THE ELEVENTH PLAGUE
Received from publisher for review
THE STORY (from Goodreads)
In an America devastated by war and plague, the only way to survive is to keep moving.
the aftermath of a war, America’s landscape has been ravaged and
two-thirds of the population left dead from a vicious strain of
influenza. Fifteen-year-old Stephen Quinn and his family were among the
few that survived and became salvagers, roaming the country in search of
material to trade. But when Stephen’s grandfather dies and his father
falls into a coma after an accident, Stephen finds his way to Settler’s
Landing, a community that seems too good to be true. Then Stephen meets
strong, defiant, mischievous Jenny, who refuses to accept things as they
are. And when they play a prank that goes horribly wrong, chaos erupts,
and they find themselves in the midst of a battle that will change
Settler’s Landing--and their lives--forever.
The Eleventh Plague introduces us to a reality we can easily see happening, an act of bio-terrorism decimating the human population and leaving behind a new humanity in its infancy – vulnerable, fragile, and susceptible to a variety of predators. Many times with books that feature a world post-devastation, we can’t help but crave all the little details that led us to this place, wanting a full accounting of just how the world we know became the world we currently see depicted in ink before us. In this case however, though Mr. Hirsch does not spend a great deal of time recounting the history of the Collapse, we never really feel that keening desire to know more, instead we’re given just enough that we can easily picture how a world thriving quickly became a world desolate and struggling.
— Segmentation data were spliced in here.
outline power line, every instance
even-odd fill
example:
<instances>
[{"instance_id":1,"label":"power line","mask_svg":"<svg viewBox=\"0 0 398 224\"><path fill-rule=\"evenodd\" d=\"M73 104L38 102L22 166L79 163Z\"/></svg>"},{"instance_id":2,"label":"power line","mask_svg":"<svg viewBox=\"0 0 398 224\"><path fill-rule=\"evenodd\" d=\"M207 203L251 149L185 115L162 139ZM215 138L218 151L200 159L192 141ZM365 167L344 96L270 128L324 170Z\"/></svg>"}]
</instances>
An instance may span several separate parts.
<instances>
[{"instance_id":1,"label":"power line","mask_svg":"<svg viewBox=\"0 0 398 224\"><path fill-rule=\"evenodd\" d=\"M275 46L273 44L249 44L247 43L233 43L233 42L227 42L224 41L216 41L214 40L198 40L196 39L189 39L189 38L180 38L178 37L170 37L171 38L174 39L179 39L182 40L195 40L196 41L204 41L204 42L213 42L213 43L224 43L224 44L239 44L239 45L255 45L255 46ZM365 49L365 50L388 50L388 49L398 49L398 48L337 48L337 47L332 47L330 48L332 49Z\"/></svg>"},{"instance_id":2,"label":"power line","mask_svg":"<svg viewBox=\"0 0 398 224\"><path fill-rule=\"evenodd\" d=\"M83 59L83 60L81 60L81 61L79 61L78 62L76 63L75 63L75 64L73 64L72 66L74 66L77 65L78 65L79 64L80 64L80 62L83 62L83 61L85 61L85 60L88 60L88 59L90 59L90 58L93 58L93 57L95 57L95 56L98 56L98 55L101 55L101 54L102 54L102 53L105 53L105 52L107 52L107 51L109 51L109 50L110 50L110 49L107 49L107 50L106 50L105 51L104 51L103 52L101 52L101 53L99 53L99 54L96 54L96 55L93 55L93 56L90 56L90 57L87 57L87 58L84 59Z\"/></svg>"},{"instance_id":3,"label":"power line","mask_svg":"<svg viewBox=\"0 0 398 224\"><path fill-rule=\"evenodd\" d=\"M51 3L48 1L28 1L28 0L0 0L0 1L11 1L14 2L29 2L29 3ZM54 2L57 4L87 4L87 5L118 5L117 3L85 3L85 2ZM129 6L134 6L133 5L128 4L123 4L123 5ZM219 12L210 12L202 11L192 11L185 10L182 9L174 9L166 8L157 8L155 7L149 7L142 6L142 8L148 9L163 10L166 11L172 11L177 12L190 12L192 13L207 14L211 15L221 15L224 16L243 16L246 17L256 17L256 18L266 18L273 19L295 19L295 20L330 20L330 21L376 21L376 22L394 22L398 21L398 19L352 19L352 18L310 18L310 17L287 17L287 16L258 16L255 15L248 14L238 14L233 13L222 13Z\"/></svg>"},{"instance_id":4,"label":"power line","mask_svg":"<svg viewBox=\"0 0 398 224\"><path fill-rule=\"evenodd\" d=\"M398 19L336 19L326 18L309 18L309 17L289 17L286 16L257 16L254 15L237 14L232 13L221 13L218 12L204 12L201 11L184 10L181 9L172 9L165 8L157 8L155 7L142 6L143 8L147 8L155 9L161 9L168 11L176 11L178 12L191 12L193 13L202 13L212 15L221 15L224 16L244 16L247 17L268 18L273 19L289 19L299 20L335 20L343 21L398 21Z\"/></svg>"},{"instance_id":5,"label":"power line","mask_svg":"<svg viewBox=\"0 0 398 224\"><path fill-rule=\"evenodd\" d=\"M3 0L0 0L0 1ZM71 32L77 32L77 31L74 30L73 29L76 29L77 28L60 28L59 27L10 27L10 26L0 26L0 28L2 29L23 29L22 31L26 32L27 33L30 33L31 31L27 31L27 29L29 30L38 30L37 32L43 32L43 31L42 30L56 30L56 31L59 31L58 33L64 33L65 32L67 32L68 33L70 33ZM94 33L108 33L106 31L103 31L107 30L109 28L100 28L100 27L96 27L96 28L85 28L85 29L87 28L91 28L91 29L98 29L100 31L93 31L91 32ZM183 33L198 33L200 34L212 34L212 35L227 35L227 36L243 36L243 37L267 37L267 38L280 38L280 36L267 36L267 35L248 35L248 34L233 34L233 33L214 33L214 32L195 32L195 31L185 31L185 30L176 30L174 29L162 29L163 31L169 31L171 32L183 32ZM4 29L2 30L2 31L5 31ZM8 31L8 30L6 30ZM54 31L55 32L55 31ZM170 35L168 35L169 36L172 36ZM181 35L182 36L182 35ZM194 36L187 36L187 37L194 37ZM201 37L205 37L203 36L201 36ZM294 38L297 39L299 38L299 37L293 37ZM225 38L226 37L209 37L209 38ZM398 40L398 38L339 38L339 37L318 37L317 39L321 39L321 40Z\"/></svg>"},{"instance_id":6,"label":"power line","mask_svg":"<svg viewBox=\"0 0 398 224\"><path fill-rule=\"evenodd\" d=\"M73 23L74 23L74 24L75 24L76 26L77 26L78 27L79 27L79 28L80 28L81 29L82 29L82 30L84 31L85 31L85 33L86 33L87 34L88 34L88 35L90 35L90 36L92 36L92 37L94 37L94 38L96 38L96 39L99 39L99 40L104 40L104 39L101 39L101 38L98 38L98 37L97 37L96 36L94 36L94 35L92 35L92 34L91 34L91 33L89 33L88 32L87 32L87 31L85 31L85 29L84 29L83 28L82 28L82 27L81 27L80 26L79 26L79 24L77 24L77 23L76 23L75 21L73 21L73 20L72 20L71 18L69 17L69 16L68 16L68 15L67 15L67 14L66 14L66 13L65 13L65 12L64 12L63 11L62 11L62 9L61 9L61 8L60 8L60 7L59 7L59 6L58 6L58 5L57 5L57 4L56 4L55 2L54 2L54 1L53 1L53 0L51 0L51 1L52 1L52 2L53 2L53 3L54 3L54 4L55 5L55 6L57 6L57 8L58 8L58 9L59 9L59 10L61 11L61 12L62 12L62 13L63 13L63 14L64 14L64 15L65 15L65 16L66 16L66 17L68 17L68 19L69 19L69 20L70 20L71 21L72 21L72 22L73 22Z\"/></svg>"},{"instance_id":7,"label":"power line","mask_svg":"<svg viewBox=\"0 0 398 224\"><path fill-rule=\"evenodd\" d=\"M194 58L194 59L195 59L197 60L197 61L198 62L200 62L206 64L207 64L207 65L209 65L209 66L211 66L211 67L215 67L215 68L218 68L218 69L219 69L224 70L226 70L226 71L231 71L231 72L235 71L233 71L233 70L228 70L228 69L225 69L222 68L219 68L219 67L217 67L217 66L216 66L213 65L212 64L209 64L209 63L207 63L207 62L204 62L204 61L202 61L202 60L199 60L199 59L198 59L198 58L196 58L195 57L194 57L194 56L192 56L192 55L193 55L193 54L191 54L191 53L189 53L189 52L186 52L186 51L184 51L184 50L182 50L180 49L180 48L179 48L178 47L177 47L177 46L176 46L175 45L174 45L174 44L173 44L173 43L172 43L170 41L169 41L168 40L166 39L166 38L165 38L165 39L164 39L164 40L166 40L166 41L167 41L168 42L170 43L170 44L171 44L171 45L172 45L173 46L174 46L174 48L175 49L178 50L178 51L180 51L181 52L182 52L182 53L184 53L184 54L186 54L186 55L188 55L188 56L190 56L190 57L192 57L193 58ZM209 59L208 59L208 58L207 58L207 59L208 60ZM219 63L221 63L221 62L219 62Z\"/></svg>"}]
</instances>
While Stephen’s story is a well-written and intriguing one, our investment never reaches that deepest level where our heart seems to beat in time to the rhythm of our fingers flipping the pages, and sheer desperation to uncover the fate of beloved characters never quite takes hold the way we’d like it to. Stephen’s journey to redefine the words "home" and "family" as they pertain to the world he thought he knew feels very even keel despite the action taking place – our adrenaline failing to spike when events get tense and death is meted out – and we remain safely removed from the fighting, curious as to the outcome without being ravenous with desire for it. Overall, The Eleventh Plague is sure to be a quick and fascinating read for those who like survival stories, but those who crave character intimacy and complexity may be left a touch wanting.
Paranormal Young Adult
Received at BEA
THE STORY (from Goodreads)
On one side of the Rift is a technological paradise without famine or want. On the other side is a mystery.
Glenn Morgan has lived next to the Rift her entire life and has no idea
of what might be on the other side of it. Glenn's only friend, Kevin,
insists the fence holds back a world of monsters and witchcraft, but
magic isn't for Glenn. She has enough problems with reality: Glenn's
mother disappeared when she was six, and soon after, she lost her
scientist father to his all-consuming work on the mysterious Project.
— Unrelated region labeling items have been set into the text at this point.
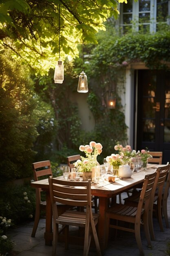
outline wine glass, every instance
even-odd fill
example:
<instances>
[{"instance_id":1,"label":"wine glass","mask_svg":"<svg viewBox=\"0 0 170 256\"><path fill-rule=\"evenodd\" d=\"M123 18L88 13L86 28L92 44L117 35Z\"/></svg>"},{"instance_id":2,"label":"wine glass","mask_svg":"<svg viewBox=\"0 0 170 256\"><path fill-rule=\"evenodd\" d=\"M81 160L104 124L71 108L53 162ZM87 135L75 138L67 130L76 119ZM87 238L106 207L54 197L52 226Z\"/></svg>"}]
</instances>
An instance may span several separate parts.
<instances>
[{"instance_id":1,"label":"wine glass","mask_svg":"<svg viewBox=\"0 0 170 256\"><path fill-rule=\"evenodd\" d=\"M69 166L64 166L63 168L62 173L63 177L66 180L67 180L69 179L70 176L70 167Z\"/></svg>"},{"instance_id":2,"label":"wine glass","mask_svg":"<svg viewBox=\"0 0 170 256\"><path fill-rule=\"evenodd\" d=\"M71 180L75 180L76 177L76 168L71 168Z\"/></svg>"}]
</instances>

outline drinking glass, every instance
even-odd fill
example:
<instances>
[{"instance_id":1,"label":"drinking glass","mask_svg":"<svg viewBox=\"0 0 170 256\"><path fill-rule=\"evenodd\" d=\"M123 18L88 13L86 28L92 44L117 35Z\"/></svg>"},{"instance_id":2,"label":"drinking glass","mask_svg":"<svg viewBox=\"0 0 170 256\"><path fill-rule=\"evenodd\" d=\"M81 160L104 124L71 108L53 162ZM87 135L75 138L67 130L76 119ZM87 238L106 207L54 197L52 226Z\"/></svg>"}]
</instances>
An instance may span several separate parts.
<instances>
[{"instance_id":1,"label":"drinking glass","mask_svg":"<svg viewBox=\"0 0 170 256\"><path fill-rule=\"evenodd\" d=\"M108 167L109 167L109 164L106 161L106 158L104 158L104 160L103 161L103 164L104 165L104 168L105 168L105 174L106 174L107 173L107 172L108 172Z\"/></svg>"},{"instance_id":2,"label":"drinking glass","mask_svg":"<svg viewBox=\"0 0 170 256\"><path fill-rule=\"evenodd\" d=\"M64 166L63 168L62 173L63 174L63 177L65 180L67 180L69 179L69 176L70 176L70 167L69 166Z\"/></svg>"},{"instance_id":3,"label":"drinking glass","mask_svg":"<svg viewBox=\"0 0 170 256\"><path fill-rule=\"evenodd\" d=\"M139 172L139 168L141 160L141 157L135 157L135 168L137 172Z\"/></svg>"},{"instance_id":4,"label":"drinking glass","mask_svg":"<svg viewBox=\"0 0 170 256\"><path fill-rule=\"evenodd\" d=\"M71 180L75 180L76 177L76 168L72 168L71 173Z\"/></svg>"}]
</instances>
Glenn buries herself in her studies and dreams about the day she can
escape. But when her father's work leads to his arrest, he gives Glenn a
simple metal bracelet that will send Glenn and Kevin on the run – with
only one place to go.
Magisterium is a story that demands our attention from the first page and continues to hold it throughout, fascinating us with a world bisected; on one side of a lit border a futuristic world of technology and invention thrives, and on the other a world of magic and myth battles for survival. While comparing and contrasting each side of the divide keeps our minds blissfully occupied, constantly questioning whether we support Glenn’s desire to go home or Kevin’s desire to stay and explore, our young protagonist causes us no shortage of frustration.
Glenn often comes across selfish and sometimes even cruel in her dealings with others, the blinders she strapped on after her mother’s disappearance ten years prior forcing her eyes forward at all times so that her view of the world becomes incredibly narrowed, and she can see nothing of it save how the happenings around her apply to the goals she’s set for herself. Every once in a while she’ll pull a blinder from one eye and peek out, but what she sees often triggers an instantaneous fear response, causing that blinder to snap back into place and be secured even more tightly than it was before, and because she’s once again only looking in one direction, she doesn’t see how much her actions hurt those around her.
As with The Eleventh Plague, Mr. Hirsch’s storytelling is captivating, the rhythm of the story easy to follow and enjoy, however, there’s a great deal of potential for emotional complexity in this story that remains untapped. First, we have a seemingly unrequited love situation between Kevin and Glenn, something that’s tense and painful but could easily have been pushed that much further to have us pressing our hands to our chests just to ensure our hearts don’t topple out onto the floor. There’s also the abandonment issues Glenn faces with her mother’s disappearance, as well as Glenn’s personal growth when her narrow viewpoint finally starts widening, but we remain on the surface of all these issues much to the chagrin of an emotional reader like myself, the physical battle between the Magisterium and the Colloquium taking center stage instead.